As a celebrant, I have many red threads that I have been blessed to acquire over the years. The Blessingway ceremonies I officiate almost always feature the red-thread ritual. I have my old ones woven into old journals, and used as bookmarks. The miles may separate us, and the years may roll forward with increasing speed, but these women, with whom I once sat in sacred circle, remain connected with me through time and space.

The reason I choose red for the thread is because it is the colour of blood, and is what links all humans. During a Blessingway ceremony, the ball of hemp or wool is passed to the pregnant guest of honour who then wraps it around her wrist several times. She throws the ball across the circle to one of her guests. That woman also wraps it around her wrist several times before throwing it to someone else in the circle. This continues until everyone is linked into the web. This circle is a wonderful symbol of connection.

The guest of honour cuts the string each side of her wrist, and then cuts the string around the circle. Each guest wears the string until she hears the joyous news that the baby has been born.
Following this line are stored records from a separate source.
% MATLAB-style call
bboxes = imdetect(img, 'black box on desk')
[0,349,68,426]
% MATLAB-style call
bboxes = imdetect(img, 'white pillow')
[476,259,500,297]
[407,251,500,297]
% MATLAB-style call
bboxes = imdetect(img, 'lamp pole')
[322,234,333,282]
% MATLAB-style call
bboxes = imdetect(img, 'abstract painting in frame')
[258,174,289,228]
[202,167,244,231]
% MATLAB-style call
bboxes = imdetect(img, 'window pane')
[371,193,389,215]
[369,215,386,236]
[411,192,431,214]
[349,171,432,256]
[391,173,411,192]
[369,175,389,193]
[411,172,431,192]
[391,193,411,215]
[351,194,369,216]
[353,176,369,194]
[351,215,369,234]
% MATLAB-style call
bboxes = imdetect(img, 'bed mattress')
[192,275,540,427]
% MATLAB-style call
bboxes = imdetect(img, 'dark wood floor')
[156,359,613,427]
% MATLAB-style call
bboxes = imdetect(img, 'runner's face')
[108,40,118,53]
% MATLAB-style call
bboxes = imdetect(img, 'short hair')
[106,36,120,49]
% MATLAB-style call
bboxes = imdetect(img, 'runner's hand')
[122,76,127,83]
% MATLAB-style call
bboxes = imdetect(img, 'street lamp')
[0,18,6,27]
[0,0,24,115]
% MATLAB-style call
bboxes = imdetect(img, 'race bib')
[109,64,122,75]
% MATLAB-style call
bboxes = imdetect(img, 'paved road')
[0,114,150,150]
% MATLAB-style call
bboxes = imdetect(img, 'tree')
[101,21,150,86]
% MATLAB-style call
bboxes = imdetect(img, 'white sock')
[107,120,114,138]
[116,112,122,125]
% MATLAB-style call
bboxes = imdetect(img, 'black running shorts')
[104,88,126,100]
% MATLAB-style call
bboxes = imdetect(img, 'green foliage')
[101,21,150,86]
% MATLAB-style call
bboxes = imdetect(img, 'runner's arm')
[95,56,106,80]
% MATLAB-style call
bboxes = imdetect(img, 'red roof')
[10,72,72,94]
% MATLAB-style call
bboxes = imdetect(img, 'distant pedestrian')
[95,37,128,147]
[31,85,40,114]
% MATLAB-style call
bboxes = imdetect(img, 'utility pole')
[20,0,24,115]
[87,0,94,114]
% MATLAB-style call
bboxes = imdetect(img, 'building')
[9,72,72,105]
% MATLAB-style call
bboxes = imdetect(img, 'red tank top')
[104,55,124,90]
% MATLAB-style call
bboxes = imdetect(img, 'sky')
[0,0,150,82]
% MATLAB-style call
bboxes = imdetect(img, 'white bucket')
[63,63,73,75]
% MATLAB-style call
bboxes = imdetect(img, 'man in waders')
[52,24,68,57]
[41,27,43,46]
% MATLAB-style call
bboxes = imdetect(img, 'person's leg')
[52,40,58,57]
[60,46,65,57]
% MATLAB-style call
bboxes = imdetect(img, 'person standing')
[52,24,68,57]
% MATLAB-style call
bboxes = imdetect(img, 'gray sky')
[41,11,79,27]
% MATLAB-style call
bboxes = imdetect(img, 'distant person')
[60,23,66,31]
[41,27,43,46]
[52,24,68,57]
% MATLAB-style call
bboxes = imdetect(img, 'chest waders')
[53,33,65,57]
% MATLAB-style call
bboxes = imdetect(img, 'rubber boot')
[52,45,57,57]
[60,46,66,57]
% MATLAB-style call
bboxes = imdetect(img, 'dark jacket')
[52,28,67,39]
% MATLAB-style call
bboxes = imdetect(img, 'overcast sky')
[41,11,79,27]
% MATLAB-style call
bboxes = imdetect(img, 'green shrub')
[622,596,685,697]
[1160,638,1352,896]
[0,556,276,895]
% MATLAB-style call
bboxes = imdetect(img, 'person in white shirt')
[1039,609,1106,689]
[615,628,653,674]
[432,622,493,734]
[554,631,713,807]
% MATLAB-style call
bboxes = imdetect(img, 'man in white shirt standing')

Even after the string is cut, we recognise our connection: that we all still come from the same ball of yarn. Women of the medicine wheel sense this energetically, and really feel connected to the circle in the weeks to come, and for some of us, for years to come.

As I prepare to cross the threshold to becoming a grandmother (a beautiful expression of Saturn conjunct my ascendant, by transit), I am mindful of Spider Grandmother and the red thread. Around my wrist is a red thread with three beads. One to represent me: grandmother. One for my daughter: mother. And one for baby: child.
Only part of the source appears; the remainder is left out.